Parenteau noted that Trump’s proposal is also missing an important legal tool that has helped past administrations defend their WOTUS rules in court — Chevron deference. Last year, the Supreme Court overturned the doctrine, which for 40 years had given agencies like EPA the benefit of the doubt in legal battles when the text of a statute was unclear.
“This is a question of how to interpret the Sackett opinion,” Parenteau said. “EPA gets no deference on that.”
He said that once the Trump rule is finalized, he expects to see a multiyear legal battle like the ones that have followed every WOTUS regulation.
“The only thing that would stabilize anything is congressional action,” Parenteau said, “and that doesn’t look like it’s anywhere close to happening.”

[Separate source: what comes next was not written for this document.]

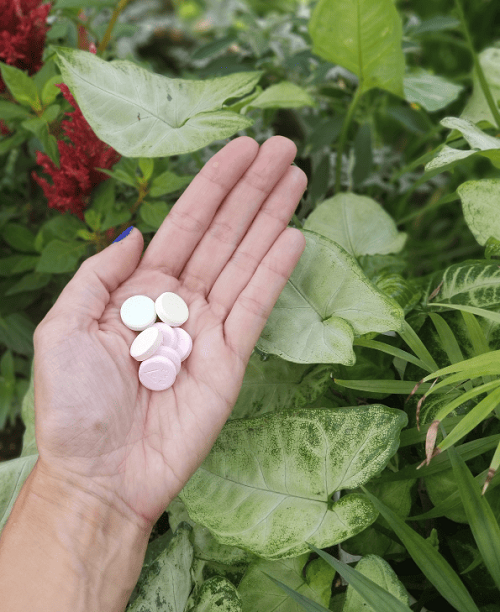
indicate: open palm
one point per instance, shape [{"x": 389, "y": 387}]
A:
[{"x": 226, "y": 250}]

Schiff, the Pacific Legal Foundation attorney, said he expects legal fights to play out over how the agencies apply the rule. But overall, if the rule is finalized, it could provide “dramatic relief” to the landowners his firm is currently representing in about half-a-dozen WOTUS-related cases, he said.
“It requires a wait-and-see attitude with respect to this wet season concept,” he said.
Sabath noted that the draft rule does not contain a full analysis of the costs and benefits of the proposed changes. While the agencies said they were open to suggestions for how to monetize total benefits and costs, the proposal only contemplates how the rule could affect “the cost of permitting,” Sabath said.
“They have no discussion at all about the costs to communities, the environment, increased flooding, threats to drinking water, or threats to businesses and recreation that depend on clean waters and healthy wetlands,” he said. “That is a huge gap in the cost-benefit analysis they do.”